Years ago , I was reading  *The Hungry Moon* by Ramsey Campbell   in the downstairs room met to the basement . The door to basement was ajar  nd just as I was getting a rather intense scene I suddenly  heard a bump and I jumped up. The door to the  basement had opened all the way .


----------



## Steve Harrison (Aug 17, 2020)

Stephen King's Pet Sematary and Heart-Shaped Box by his son Joe Hill are the scariest books I've ever read. After the first few chapters of each I could only read them in daylight!


----------



## Vladd67 (Aug 17, 2020)

For a split second I miss read the title of the thread and thought it was a travel thread.




Pronounced Reding


----------



## -K2- (Aug 17, 2020)

Re-reading anything I wrote. It's scary that so much ignorance and a lack of talent could reside in a single person. Horrifying... 

K2


----------



## nixie (Aug 17, 2020)

-K2- said:


> Re-reading anything I wrote. It's scary that so much ignorance and a lack of talent could reside in a single person. Horrifying...
> 
> K2


*SLAP*


----------



## kythe (Aug 17, 2020)

My scariest moment was from a story my teacher read to the class in 3rd grade.  I remember some kids staying in this haunted mansion and every night when the clock struck midnight, a weird ghost with emerald green eyes would appear.  One day they decided to explore to see where it came from.  They found a hidden passage behind the clock and there were two trunks.  One contained elaborate costume clothes, and in the second - the ghost itself!

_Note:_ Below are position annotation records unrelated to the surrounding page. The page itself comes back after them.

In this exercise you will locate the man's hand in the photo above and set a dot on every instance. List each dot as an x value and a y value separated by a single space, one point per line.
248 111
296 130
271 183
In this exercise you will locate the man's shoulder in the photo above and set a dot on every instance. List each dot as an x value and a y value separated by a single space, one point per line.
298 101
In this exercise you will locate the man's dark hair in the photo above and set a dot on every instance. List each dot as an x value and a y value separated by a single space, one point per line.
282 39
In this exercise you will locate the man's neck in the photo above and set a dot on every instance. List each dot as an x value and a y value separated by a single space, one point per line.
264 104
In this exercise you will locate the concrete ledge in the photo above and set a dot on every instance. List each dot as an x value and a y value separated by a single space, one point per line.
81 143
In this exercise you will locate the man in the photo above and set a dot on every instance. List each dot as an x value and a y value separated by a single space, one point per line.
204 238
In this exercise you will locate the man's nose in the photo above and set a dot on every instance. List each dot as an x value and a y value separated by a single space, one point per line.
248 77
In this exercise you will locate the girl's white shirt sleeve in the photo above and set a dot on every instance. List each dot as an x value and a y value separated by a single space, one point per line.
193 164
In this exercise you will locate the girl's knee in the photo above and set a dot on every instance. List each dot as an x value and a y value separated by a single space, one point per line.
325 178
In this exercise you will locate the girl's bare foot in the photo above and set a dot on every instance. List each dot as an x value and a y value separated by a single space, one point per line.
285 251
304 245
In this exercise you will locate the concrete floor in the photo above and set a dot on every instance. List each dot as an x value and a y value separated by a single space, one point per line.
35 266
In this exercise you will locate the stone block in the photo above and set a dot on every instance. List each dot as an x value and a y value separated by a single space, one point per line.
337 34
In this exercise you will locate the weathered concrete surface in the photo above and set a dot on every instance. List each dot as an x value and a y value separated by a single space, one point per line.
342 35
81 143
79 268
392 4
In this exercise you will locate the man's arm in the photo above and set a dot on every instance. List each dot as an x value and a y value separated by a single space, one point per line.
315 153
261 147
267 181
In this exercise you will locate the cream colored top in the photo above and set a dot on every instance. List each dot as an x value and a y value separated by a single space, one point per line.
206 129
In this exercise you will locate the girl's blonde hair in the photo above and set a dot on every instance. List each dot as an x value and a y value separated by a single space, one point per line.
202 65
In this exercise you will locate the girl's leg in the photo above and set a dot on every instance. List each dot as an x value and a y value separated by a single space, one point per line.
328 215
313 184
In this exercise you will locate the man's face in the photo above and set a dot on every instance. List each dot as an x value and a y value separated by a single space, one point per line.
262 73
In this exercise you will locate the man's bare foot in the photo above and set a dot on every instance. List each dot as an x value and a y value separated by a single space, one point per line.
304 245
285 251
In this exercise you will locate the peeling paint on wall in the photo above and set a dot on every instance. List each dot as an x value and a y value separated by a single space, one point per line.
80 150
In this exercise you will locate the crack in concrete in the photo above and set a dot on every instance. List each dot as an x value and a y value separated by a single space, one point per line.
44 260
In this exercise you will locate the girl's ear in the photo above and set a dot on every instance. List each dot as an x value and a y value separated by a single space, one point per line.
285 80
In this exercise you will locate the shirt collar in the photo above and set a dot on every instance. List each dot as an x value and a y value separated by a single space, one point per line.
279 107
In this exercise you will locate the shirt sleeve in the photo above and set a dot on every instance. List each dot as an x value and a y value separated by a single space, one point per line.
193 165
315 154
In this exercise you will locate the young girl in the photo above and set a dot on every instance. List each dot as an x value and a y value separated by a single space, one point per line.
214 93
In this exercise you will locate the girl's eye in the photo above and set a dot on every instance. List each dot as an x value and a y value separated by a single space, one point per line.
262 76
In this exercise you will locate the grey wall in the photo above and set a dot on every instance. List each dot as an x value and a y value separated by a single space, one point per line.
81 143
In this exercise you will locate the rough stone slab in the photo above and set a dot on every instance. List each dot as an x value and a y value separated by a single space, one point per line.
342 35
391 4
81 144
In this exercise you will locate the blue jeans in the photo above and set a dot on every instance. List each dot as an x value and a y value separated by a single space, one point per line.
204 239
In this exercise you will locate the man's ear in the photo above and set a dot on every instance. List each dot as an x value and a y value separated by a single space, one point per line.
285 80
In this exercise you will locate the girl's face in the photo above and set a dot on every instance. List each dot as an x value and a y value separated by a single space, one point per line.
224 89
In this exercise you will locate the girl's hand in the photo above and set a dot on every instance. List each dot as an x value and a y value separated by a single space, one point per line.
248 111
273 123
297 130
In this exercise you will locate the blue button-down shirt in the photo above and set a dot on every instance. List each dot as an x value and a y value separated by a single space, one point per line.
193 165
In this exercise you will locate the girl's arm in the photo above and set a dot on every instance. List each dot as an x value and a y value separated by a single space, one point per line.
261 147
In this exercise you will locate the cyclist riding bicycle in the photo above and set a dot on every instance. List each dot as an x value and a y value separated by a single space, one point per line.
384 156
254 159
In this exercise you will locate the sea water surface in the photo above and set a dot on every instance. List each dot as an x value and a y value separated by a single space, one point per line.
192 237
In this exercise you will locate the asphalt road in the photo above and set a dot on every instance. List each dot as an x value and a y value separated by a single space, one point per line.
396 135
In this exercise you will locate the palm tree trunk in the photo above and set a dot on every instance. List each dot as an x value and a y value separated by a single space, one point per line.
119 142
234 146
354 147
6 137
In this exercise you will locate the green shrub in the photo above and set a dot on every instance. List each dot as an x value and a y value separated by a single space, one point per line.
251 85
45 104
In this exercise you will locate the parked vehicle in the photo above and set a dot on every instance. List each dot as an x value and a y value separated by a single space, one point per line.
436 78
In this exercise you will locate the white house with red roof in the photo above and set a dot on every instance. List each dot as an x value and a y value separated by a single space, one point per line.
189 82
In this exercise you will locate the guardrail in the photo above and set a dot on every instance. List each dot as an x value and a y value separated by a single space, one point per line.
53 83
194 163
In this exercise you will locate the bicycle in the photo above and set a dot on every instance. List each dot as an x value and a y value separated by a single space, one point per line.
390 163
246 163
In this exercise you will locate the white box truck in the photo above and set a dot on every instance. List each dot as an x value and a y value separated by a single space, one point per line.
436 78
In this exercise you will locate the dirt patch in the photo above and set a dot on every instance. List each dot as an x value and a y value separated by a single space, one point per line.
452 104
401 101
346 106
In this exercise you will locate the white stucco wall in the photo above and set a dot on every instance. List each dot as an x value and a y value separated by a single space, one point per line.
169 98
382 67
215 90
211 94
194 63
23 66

Then my teacher stopped reading the story, because she was trying to get us interested in reading independently.  So if we wanted to know what happened, we would have to read it ourselves.

I was so scared of this story I never finished it.  But I have spent years now thinking about it and wishing I had just read it to see how the story resolved.  But I don't know the title or author, so it remains an unsolved mystery.


----------



## Guttersnipe (Aug 21, 2020)

Two scenes from It by Stephen King: Eddie Corcoran's fate and Patrick Hockstetter's fate.


----------